The strike is a “wake-up call,” he stated. “De Doorns, where this strike started, is the same farming town where four years ago there were xenophobic attacks by local South Africans on foreign nationals, accusing them of working cheap or taking jobs that undercut wages. Now local as well as foreign workers from Zimbabwe and Lesotho have joined forces and united and sustained this strike action.”
“Never before has there been a strike in the farming industry of this nature,” Carmen Louw, a spokesperson for Women on Farms Project, said in a phone interview. “The farming industry will never be the same.”
Platinum miners end strike
Meanwhile, 28,000 miners at Anglo American Platinum (Amplats) in the North West province returned to work Nov. 15 after a two-month strike.

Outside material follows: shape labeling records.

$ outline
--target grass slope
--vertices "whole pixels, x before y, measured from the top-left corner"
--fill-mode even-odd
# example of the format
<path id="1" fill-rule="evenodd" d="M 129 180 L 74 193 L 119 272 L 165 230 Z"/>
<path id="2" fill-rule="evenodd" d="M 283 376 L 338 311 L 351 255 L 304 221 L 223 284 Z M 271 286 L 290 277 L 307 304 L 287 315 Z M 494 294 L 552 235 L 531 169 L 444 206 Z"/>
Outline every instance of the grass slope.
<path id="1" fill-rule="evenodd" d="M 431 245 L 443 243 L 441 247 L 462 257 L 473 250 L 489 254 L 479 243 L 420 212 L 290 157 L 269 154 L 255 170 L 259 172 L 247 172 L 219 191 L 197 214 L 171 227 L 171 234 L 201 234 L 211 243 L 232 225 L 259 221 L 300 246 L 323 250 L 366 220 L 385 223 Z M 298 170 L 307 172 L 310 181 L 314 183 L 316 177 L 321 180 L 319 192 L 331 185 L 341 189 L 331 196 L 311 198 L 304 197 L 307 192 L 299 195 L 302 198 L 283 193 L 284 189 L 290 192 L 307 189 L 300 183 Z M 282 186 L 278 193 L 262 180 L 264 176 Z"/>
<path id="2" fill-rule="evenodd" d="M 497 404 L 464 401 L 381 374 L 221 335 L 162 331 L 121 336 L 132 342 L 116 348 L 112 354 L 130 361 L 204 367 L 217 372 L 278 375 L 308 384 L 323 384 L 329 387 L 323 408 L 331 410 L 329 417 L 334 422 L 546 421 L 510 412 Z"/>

After repeatedly stating it had dismissed the strikers, Amplats finally agreed to a one-time payment of 4,500 rand to each miner, a pretax wage increase of 400 rand a month and to take no reprisals against returning strikers.
While this is far short of the 8,000 rand a month increase that strikers had demanded, “every worker is happy because this is the first time since a 1996 strike that we won something at Amplats,” miner and strike committee member Evans Ramokga said in a phone interview. “In 1996 the strikers were dismissed, some of them jailed.
“We must retreat to organize more, to bring up more strategies. We still have a lot of work to do.”